• Wednesday, Nov 14, 2018
  • Last Update : 02:22 am

Super blood blue moon eclipse after 152 years

  • Published at 08:23 pm January 31st, 2018
  • Last updated at 03:19 am February 1st, 2018
Super blood blue moon eclipse after 152 years
The rare trifecta of lunar events that has not been seen since 1866 happened over the skies of Bangladesh and the rest of the world Wednesday evening. The blue moon-blood moon-lunar eclipse occurred around 6pm. The National Aeronautics and Space Administration (NASA) says the event is unique for three reasons.
1. It is the third in a series of “supermoons,” which is when the Moon is closer to Earth in its orbit-- known as perigee and about 14% brighter than usual; 2. It is also the second full moon of the month, commonly known as a “blue moon.” 3. The super blue moon will pass through Earth’s shadow to give viewers in the right location a total lunar eclipse. While the Moon is in the Earth’s shadow it will take on a reddish tint, known as a “blood moon."

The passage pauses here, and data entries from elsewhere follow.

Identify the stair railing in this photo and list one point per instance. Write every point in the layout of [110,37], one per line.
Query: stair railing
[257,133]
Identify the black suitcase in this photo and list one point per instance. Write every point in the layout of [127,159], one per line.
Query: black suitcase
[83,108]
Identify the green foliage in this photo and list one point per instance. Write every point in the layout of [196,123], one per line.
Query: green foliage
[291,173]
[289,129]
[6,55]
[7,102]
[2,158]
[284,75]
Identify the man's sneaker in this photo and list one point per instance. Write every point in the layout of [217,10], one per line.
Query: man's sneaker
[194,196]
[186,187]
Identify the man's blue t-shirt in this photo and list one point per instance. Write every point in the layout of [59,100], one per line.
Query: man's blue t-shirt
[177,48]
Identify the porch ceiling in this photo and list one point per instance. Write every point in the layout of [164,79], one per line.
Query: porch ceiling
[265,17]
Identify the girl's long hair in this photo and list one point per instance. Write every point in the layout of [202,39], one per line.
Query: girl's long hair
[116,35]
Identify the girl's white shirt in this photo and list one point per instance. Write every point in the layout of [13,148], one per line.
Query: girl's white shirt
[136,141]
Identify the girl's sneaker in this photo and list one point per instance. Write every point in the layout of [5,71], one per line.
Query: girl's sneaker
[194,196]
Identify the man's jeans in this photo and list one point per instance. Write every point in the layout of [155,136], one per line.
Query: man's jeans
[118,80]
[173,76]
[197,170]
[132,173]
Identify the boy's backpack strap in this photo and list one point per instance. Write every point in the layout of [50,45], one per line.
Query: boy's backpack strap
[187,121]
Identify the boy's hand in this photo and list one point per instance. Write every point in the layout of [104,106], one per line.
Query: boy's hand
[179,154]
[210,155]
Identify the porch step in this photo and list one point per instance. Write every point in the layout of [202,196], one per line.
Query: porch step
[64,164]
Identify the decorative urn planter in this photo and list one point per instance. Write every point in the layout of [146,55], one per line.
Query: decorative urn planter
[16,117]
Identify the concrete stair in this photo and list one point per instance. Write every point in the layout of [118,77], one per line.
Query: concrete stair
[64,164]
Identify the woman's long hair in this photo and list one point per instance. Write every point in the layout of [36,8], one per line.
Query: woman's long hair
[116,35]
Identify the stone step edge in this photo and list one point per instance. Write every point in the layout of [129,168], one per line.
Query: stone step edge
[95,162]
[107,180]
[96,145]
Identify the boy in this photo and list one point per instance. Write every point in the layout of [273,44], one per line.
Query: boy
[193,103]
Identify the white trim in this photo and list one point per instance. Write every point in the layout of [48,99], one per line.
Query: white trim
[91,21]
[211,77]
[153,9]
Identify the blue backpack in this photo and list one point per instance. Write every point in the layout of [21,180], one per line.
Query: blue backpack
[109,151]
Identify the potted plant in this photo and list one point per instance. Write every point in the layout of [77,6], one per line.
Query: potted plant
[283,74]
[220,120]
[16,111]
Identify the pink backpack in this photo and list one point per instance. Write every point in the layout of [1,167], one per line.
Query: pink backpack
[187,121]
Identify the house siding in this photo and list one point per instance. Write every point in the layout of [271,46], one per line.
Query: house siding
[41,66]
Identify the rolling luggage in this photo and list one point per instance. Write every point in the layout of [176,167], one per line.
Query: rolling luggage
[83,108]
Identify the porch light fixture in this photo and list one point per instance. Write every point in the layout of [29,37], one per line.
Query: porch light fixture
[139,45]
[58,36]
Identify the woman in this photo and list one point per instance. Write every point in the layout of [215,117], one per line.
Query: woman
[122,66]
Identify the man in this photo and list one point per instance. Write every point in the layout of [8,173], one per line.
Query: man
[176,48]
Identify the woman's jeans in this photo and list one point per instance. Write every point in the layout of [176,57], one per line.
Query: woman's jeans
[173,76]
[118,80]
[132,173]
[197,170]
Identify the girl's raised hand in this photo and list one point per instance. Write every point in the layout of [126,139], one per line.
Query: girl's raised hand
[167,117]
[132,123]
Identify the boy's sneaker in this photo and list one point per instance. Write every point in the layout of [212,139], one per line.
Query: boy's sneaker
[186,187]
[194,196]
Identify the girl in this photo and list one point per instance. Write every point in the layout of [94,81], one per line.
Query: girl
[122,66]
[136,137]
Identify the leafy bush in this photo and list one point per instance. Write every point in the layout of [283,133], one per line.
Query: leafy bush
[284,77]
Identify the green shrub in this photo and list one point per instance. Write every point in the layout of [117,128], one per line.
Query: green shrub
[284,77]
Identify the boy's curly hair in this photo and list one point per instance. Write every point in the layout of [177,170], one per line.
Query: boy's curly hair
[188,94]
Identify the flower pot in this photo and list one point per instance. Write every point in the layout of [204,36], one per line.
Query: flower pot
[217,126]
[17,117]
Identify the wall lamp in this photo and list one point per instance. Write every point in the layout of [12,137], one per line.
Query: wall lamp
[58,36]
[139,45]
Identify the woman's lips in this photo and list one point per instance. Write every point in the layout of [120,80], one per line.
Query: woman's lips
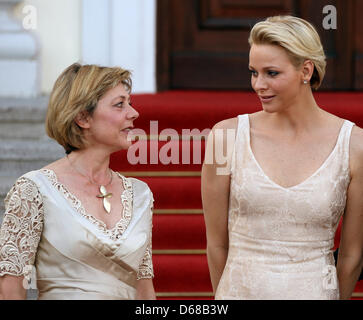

First, it is the third in a series of “supermoons,” which is when the Moon is closer to Earth in its orbit and is about 14% brighter than usual. Second, it is also the second full moon of the month, commonly known as a “blue moon.” The super blue moon passed through Earth’s shadow to give viewers in the right location a total lunar eclipse. While the Moon is in Earth’s shadow, it will take on a reddish tint, known as a “blood moon.”

The Meteorological Department of Bangladesh reported that the phenomenon was visible in Dhaka, Chittagong, Sylhet, Rajshahi, Rangpur, Barisal, Khulna and Mymensingh.

Not just in Bangladesh, the rare lunar event was visible from almost all around the world. Africa and Europe, however, missed this event. The next time this will happen is in 2037. “The supermoon is wonderful because you get to see this slightly larger, brighter moon in the night sky, but it’s really the eclipse that’s going to obscure the supermoon… the brightness will change to that beautiful rusty red colour that people are accustomed to seeing during lunar eclipse,” said NASA Moon Scientist Noah Petro to the Space.com.